Run JSHint on raw source code and output the results to the console (using console.log()). If the code failed to validate, the details are also output to the console. If the code succeeded, a one-line ok message is displayed. If provided, description will be prepended to the pass/fail message, like this: description ok.

This function returns true if the code was valid or false if errors were found. options and globals are passed through to JSHint.

validateFile(filename, [options], [globals])

Same as validateSource, except that the source code is read from a file.

validateFileList(fileList, [options], [globals])

Validates multiple files and outputs the results for each one. All files are validated even when some fail.

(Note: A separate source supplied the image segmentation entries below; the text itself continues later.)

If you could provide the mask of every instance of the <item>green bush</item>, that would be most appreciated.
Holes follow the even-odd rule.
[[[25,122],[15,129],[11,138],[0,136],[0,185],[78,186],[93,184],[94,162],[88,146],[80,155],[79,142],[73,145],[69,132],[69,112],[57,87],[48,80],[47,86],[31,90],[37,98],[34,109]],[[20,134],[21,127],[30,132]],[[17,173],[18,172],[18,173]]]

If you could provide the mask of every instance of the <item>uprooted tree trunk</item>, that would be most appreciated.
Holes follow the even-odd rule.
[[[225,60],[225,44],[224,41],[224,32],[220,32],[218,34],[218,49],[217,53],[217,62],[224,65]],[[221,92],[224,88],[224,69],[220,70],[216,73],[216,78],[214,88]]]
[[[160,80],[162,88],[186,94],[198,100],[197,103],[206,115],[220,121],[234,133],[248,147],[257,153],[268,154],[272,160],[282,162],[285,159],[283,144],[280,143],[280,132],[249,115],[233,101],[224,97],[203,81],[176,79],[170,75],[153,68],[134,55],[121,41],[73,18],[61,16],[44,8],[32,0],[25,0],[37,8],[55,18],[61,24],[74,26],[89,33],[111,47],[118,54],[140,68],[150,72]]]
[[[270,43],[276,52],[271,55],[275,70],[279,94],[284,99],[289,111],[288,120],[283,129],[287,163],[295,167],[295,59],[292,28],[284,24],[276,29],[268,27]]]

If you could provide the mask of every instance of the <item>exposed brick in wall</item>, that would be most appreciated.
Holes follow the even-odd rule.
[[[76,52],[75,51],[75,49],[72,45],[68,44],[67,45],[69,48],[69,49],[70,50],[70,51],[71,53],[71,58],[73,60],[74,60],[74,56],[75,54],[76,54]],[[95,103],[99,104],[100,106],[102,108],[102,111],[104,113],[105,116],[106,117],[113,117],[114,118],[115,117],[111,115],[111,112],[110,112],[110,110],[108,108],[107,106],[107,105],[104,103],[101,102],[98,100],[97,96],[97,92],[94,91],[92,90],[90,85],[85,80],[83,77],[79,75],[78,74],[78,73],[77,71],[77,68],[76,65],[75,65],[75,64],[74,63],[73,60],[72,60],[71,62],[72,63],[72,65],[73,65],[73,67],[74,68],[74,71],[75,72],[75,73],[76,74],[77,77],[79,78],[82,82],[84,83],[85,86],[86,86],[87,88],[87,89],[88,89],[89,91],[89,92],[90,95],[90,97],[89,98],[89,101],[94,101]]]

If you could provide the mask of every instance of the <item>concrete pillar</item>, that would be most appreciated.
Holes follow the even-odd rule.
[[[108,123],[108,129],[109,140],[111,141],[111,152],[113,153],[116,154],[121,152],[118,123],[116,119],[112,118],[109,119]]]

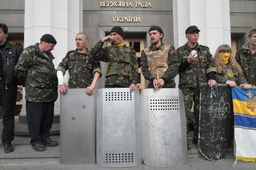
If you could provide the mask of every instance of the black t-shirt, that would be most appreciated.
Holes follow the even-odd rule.
[[[3,51],[5,47],[6,42],[2,45],[0,45],[0,76],[2,77],[5,75],[4,72],[4,64],[3,63]]]

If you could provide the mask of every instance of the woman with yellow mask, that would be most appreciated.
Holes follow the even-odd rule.
[[[228,44],[221,45],[217,48],[213,57],[217,69],[216,81],[230,87],[237,85],[244,89],[250,88],[241,67],[235,59],[235,54]]]

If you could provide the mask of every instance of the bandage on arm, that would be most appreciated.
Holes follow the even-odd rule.
[[[57,71],[57,77],[58,78],[58,82],[59,83],[58,87],[66,84],[66,82],[64,79],[63,73],[61,71]]]

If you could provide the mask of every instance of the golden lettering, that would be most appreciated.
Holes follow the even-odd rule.
[[[113,22],[141,22],[140,17],[113,17],[112,19]]]
[[[141,7],[141,8],[148,8],[149,7],[151,7],[151,4],[150,2],[136,2],[136,7]]]
[[[113,22],[115,21],[115,19],[116,19],[116,17],[112,17],[112,21],[113,21]]]
[[[147,2],[146,2],[146,3]],[[100,1],[100,7],[133,7],[131,2]]]

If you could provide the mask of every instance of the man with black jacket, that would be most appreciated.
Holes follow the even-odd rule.
[[[5,153],[13,151],[12,141],[14,138],[14,114],[17,79],[14,67],[21,49],[8,43],[8,27],[0,23],[0,105],[3,107],[2,143]]]

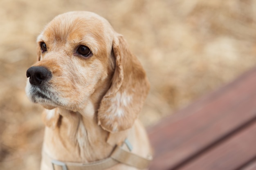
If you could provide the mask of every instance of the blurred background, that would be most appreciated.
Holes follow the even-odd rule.
[[[38,169],[43,108],[26,96],[26,71],[44,26],[75,10],[106,18],[141,62],[151,85],[146,126],[256,65],[256,1],[1,0],[1,170]]]

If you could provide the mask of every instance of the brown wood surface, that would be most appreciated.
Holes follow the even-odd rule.
[[[256,68],[150,128],[148,132],[155,152],[150,169],[190,167],[190,164],[210,150],[220,147],[220,144],[227,139],[231,141],[236,139],[237,132],[247,129],[245,127],[255,120]],[[256,133],[254,135],[252,141],[256,139]],[[243,143],[243,140],[240,142]],[[242,152],[240,148],[235,149]],[[252,150],[252,155],[256,156],[256,150]],[[218,153],[220,155],[214,155],[222,156],[221,152]],[[231,157],[236,160],[235,155]],[[237,162],[239,165],[249,161],[241,160],[243,163]]]

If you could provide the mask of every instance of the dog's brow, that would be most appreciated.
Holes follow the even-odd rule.
[[[84,37],[83,42],[85,42],[92,51],[92,53],[97,53],[99,51],[99,42],[92,37],[91,34],[88,34],[86,36]]]

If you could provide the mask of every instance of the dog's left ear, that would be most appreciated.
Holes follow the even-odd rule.
[[[132,127],[150,86],[144,69],[122,35],[116,34],[112,48],[115,70],[111,86],[101,100],[98,119],[103,129],[114,132]]]

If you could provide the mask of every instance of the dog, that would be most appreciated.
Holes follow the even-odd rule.
[[[57,16],[37,40],[26,94],[45,108],[41,170],[147,169],[137,119],[150,85],[123,36],[87,11]]]

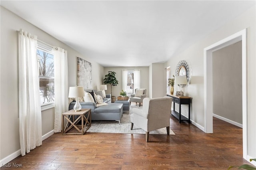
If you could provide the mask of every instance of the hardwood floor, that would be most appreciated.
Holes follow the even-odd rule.
[[[214,133],[171,116],[175,135],[55,134],[10,162],[29,169],[221,170],[250,164],[242,158],[242,129],[214,118]]]

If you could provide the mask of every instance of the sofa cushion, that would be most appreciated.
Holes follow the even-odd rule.
[[[136,90],[135,96],[136,97],[140,97],[141,95],[143,94],[144,91],[144,89],[137,89]]]
[[[111,103],[111,98],[106,97],[103,99],[103,102],[109,103]]]
[[[97,107],[94,109],[95,113],[120,113],[122,112],[122,103],[110,103],[106,106],[102,106]]]

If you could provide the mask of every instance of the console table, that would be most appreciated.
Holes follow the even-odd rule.
[[[178,97],[170,94],[166,94],[167,96],[172,98],[173,102],[173,111],[172,111],[172,115],[179,120],[180,123],[182,121],[188,121],[190,123],[190,99],[191,98],[188,96]],[[179,112],[175,111],[175,103],[179,104]],[[181,105],[188,105],[188,118],[187,118],[181,114]]]

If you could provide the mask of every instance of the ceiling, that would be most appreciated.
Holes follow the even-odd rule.
[[[256,4],[254,0],[0,3],[104,67],[164,62]]]

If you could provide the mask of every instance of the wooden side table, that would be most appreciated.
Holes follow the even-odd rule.
[[[92,125],[90,109],[82,109],[79,112],[75,112],[72,109],[62,115],[63,134],[84,134]],[[75,120],[75,116],[78,116]],[[67,121],[66,123],[65,121]],[[81,125],[78,125],[80,121],[81,121]],[[77,132],[73,132],[74,130]]]
[[[178,97],[172,95],[170,94],[166,94],[167,96],[172,97],[173,102],[173,111],[172,111],[172,115],[179,121],[180,123],[182,121],[186,121],[188,123],[190,123],[190,99],[191,98],[188,96]],[[175,104],[179,104],[179,112],[175,111]],[[181,114],[181,105],[188,105],[188,118],[187,118]]]

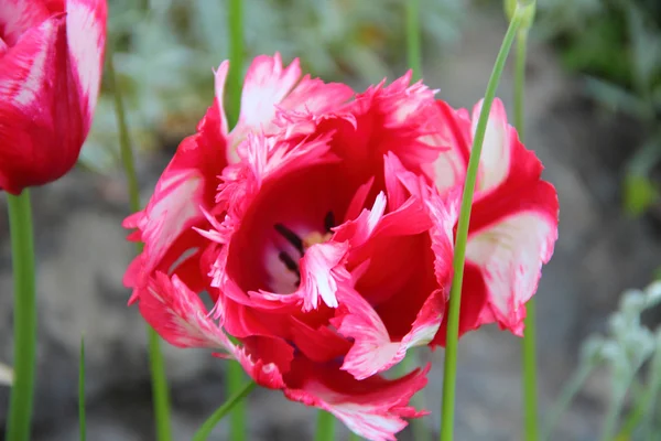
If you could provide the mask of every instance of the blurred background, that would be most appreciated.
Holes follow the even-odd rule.
[[[425,83],[455,107],[473,106],[484,95],[507,26],[501,3],[420,3]],[[194,132],[212,104],[212,69],[228,56],[226,1],[109,0],[109,37],[147,201],[181,139]],[[275,51],[286,62],[299,56],[306,72],[357,90],[407,69],[403,0],[246,0],[245,20],[247,60]],[[541,413],[552,413],[579,365],[597,359],[599,367],[590,370],[553,437],[597,440],[613,392],[622,385],[633,386],[624,400],[622,421],[643,399],[646,412],[659,413],[643,392],[658,390],[660,383],[647,366],[661,354],[659,338],[648,341],[661,313],[650,308],[639,324],[642,308],[631,313],[625,301],[622,311],[629,308],[627,316],[633,316],[626,329],[609,318],[620,308],[622,292],[647,287],[661,265],[661,2],[538,0],[529,44],[525,143],[542,159],[561,202],[560,239],[538,293]],[[498,93],[510,112],[511,76],[509,66]],[[121,284],[133,247],[120,225],[129,213],[112,99],[104,84],[79,166],[33,191],[36,441],[77,439],[82,333],[88,438],[154,439],[145,327],[138,310],[127,308],[129,293]],[[0,204],[0,363],[11,365],[4,211]],[[584,345],[595,342],[592,335],[607,337],[620,355],[593,357],[586,352],[593,346]],[[164,348],[175,439],[187,440],[224,401],[225,365],[207,353]],[[519,353],[520,341],[497,329],[462,340],[457,440],[520,439]],[[443,351],[424,355],[442,357]],[[443,364],[434,366],[424,400],[432,411],[427,423],[437,430]],[[640,379],[632,380],[641,366]],[[0,429],[7,398],[0,387]],[[277,391],[258,390],[249,404],[251,440],[311,439],[313,410]],[[346,437],[344,429],[339,433]],[[226,439],[223,423],[214,437]],[[620,440],[629,439],[637,438]]]

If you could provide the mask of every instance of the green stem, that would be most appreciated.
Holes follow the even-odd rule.
[[[457,224],[457,234],[455,243],[455,255],[453,261],[454,278],[449,293],[449,312],[447,319],[447,338],[445,346],[445,366],[443,373],[443,402],[441,412],[441,441],[452,441],[454,433],[454,406],[455,387],[457,378],[457,336],[459,331],[459,308],[462,303],[462,282],[464,280],[464,260],[466,256],[466,241],[468,238],[468,223],[470,220],[470,207],[473,204],[473,194],[475,193],[475,181],[479,165],[485,133],[487,131],[487,121],[491,104],[496,96],[496,88],[502,75],[505,62],[510,47],[517,35],[517,31],[522,21],[524,7],[517,6],[513,18],[510,21],[502,45],[496,57],[496,64],[487,85],[485,99],[477,122],[477,129],[473,140],[470,159],[466,171],[466,182],[464,184],[464,196],[462,198],[462,209]]]
[[[202,427],[195,432],[193,441],[205,441],[212,433],[212,430],[220,422],[220,420],[237,405],[243,402],[243,398],[248,396],[254,389],[257,384],[254,381],[247,381],[223,404],[212,416],[202,424]],[[232,439],[234,440],[234,439]]]
[[[14,283],[13,385],[7,441],[30,439],[36,365],[36,286],[30,191],[7,194]]]
[[[85,337],[80,336],[80,359],[78,361],[78,432],[80,441],[87,439],[85,427]]]
[[[317,413],[317,428],[314,441],[333,441],[335,439],[335,417],[325,410]]]
[[[127,125],[121,89],[117,83],[115,65],[112,63],[112,53],[110,53],[109,50],[106,58],[108,61],[106,74],[115,96],[115,112],[117,115],[121,162],[126,172],[127,185],[129,189],[129,204],[131,212],[136,213],[140,211],[140,189],[138,186],[138,174],[136,173],[136,166],[133,164],[133,150],[131,148],[131,139]],[[137,251],[142,251],[142,244],[137,244]],[[151,327],[148,327],[148,340],[156,440],[171,441],[173,438],[172,429],[170,427],[170,390],[167,388],[167,378],[165,376],[165,361],[163,359],[163,353],[161,352],[159,335]]]
[[[243,9],[241,0],[230,0],[227,14],[229,28],[229,73],[227,74],[227,123],[231,129],[239,120],[243,68]]]
[[[407,1],[407,60],[413,69],[413,80],[422,77],[420,45],[420,0]]]
[[[241,0],[230,0],[227,14],[229,29],[229,73],[227,75],[227,121],[234,128],[239,119],[241,108],[242,67],[243,67],[243,10]],[[245,381],[243,369],[238,363],[230,363],[227,368],[227,390],[237,394]],[[246,404],[237,402],[230,416],[230,440],[247,439]]]
[[[520,30],[517,34],[517,52],[514,54],[514,127],[519,138],[523,141],[524,130],[524,94],[525,94],[525,49],[528,30]],[[538,392],[537,392],[537,325],[534,298],[525,305],[525,332],[522,343],[523,362],[523,427],[525,441],[539,439],[538,423]]]
[[[227,366],[227,389],[231,397],[238,394],[245,384],[243,367],[237,362],[229,362]],[[228,398],[231,400],[231,398]],[[248,439],[248,427],[246,424],[246,404],[239,401],[232,405],[230,415],[229,439],[231,441],[245,441]]]

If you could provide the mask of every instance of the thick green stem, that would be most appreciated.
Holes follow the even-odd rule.
[[[36,286],[30,191],[7,194],[13,267],[13,385],[7,421],[7,441],[30,439],[36,364]]]
[[[241,385],[237,391],[231,395],[227,401],[223,404],[197,430],[195,435],[193,437],[193,441],[205,441],[208,435],[212,433],[212,430],[220,422],[220,420],[234,408],[236,408],[239,404],[243,402],[243,398],[254,389],[254,381],[247,381]],[[234,438],[230,438],[234,441]]]
[[[455,254],[453,260],[454,278],[449,293],[449,312],[447,319],[447,338],[445,346],[445,366],[443,373],[443,402],[441,412],[441,441],[452,441],[454,433],[454,407],[455,407],[455,388],[457,378],[457,336],[459,331],[459,308],[462,303],[462,282],[464,280],[464,260],[466,257],[466,241],[468,238],[468,223],[470,220],[470,208],[473,204],[473,195],[475,193],[475,181],[479,165],[479,157],[481,153],[483,142],[487,131],[487,121],[491,104],[496,96],[496,88],[500,77],[507,55],[514,41],[518,29],[522,21],[524,7],[517,6],[513,18],[510,21],[507,33],[496,57],[496,64],[487,85],[485,99],[483,101],[481,111],[477,122],[477,129],[473,140],[473,149],[470,159],[468,160],[468,169],[466,171],[466,181],[464,184],[464,195],[462,198],[462,209],[457,224],[457,234],[455,241]]]
[[[229,73],[227,75],[227,121],[231,129],[239,119],[241,108],[242,67],[243,67],[243,10],[241,0],[230,0],[227,14],[229,29]],[[227,367],[227,390],[230,396],[237,394],[246,380],[243,369],[238,363]],[[247,439],[246,404],[237,402],[230,415],[230,440]]]
[[[317,428],[314,434],[314,441],[335,440],[335,417],[325,410],[317,413]]]
[[[413,69],[413,80],[422,77],[420,45],[420,0],[407,1],[407,60]]]
[[[138,174],[133,164],[133,150],[127,125],[121,88],[117,83],[115,65],[112,63],[112,53],[108,50],[106,58],[108,61],[107,77],[112,87],[115,96],[115,112],[117,115],[117,127],[119,131],[119,146],[121,152],[121,162],[126,172],[127,185],[129,190],[129,203],[132,213],[140,211],[140,189],[138,186]],[[137,251],[142,251],[142,245],[137,245]],[[156,332],[148,329],[149,340],[149,363],[152,380],[153,407],[158,441],[172,441],[172,429],[170,427],[170,390],[167,388],[167,378],[165,376],[165,361],[161,352],[161,342]]]
[[[523,141],[524,118],[524,94],[525,94],[525,49],[528,43],[528,30],[520,30],[517,34],[517,52],[514,54],[514,127],[519,138]],[[537,347],[535,347],[535,301],[534,298],[525,305],[525,332],[522,343],[522,369],[523,369],[523,432],[525,441],[539,439],[539,413],[537,394]]]

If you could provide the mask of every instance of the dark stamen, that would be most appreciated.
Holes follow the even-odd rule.
[[[284,263],[286,269],[296,273],[296,277],[297,277],[296,288],[297,288],[301,284],[301,271],[299,270],[299,263],[296,263],[296,261],[284,251],[280,251],[278,254],[278,258],[280,259],[281,262]]]
[[[333,214],[333,212],[328,212],[326,213],[326,217],[324,217],[324,227],[326,228],[326,232],[332,233],[330,228],[333,228],[335,226],[335,215]]]
[[[291,229],[289,229],[288,227],[285,227],[282,224],[275,224],[273,225],[273,228],[275,228],[275,230],[286,239],[286,241],[289,241],[290,244],[292,244],[292,246],[294,248],[296,248],[296,250],[301,254],[301,256],[303,256],[303,254],[305,252],[305,250],[303,249],[303,240]]]

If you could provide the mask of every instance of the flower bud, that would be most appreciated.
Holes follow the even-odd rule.
[[[509,21],[514,18],[517,7],[521,9],[523,21],[521,22],[520,31],[528,31],[534,21],[535,1],[532,0],[505,0],[505,15]]]

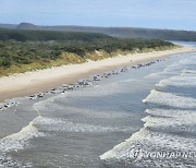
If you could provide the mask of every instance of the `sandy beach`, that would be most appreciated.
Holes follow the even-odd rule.
[[[0,101],[48,91],[61,84],[69,84],[90,74],[114,70],[120,67],[143,63],[175,53],[193,52],[195,48],[183,47],[173,50],[118,56],[100,61],[63,65],[52,69],[14,74],[0,79]]]

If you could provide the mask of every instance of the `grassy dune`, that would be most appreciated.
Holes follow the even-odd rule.
[[[7,40],[0,40],[0,76],[176,47],[159,39],[122,39],[90,33],[60,33],[59,37],[59,33],[21,31],[14,38],[10,32],[4,34]],[[25,36],[25,40],[21,40],[21,35]]]

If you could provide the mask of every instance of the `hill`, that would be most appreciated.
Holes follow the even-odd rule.
[[[47,40],[96,40],[113,38],[98,33],[0,29],[0,40],[47,41]]]
[[[136,27],[91,27],[91,26],[38,26],[30,23],[21,23],[20,25],[2,25],[3,28],[15,29],[39,29],[58,32],[88,32],[101,33],[113,37],[140,37],[159,38],[164,40],[186,40],[196,41],[196,32],[193,31],[173,31],[173,29],[152,29]]]

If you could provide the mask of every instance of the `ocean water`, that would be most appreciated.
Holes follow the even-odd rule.
[[[123,70],[8,100],[0,167],[195,167],[196,53]]]

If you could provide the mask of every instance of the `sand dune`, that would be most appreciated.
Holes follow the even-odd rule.
[[[82,64],[63,65],[52,69],[14,74],[0,79],[0,101],[13,97],[27,96],[59,86],[73,83],[90,74],[114,70],[119,67],[137,64],[175,53],[196,51],[195,48],[183,47],[173,50],[117,56],[100,61],[88,61]]]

fileList is expected to be an array. This function returns true if all files are valid and false otherwise.

License

Copyright (c) 2012 James Shore

Permission is hereby granted, free of charge, to any person obtaining a copy of this software and associated documentation files (the "Software"), to deal in the Software without restriction, including without limitation the rights to use, copy, modify, merge, publish, distribute, sublicense, and/or sell copies of the Software, and to permit persons to whom the Software is furnished to do so, subject to the following conditions:

THE SOFTWARE IS PROVIDED "AS IS", WITHOUT WARRANTY OF ANY KIND, EXPRESS OR IMPLIED, INCLUDING BUT NOT LIMITED TO THE WARRANTIES OF MERCHANTABILITY, FITNESS FOR A PARTICULAR PURPOSE AND NONINFRINGEMENT. IN NO EVENT SHALL THE AUTHORS OR COPYRIGHT HOLDERS BE LIABLE FOR ANY CLAIM, DAMAGES OR OTHER LIABILITY, WHETHER IN AN ACTION OF CONTRACT, TORT OR OTHERWISE, ARISING FROM, OUT OF OR IN CONNECTION WITH THE SOFTWARE OR THE USE OR OTHER DEALINGS IN THE SOFTWARE.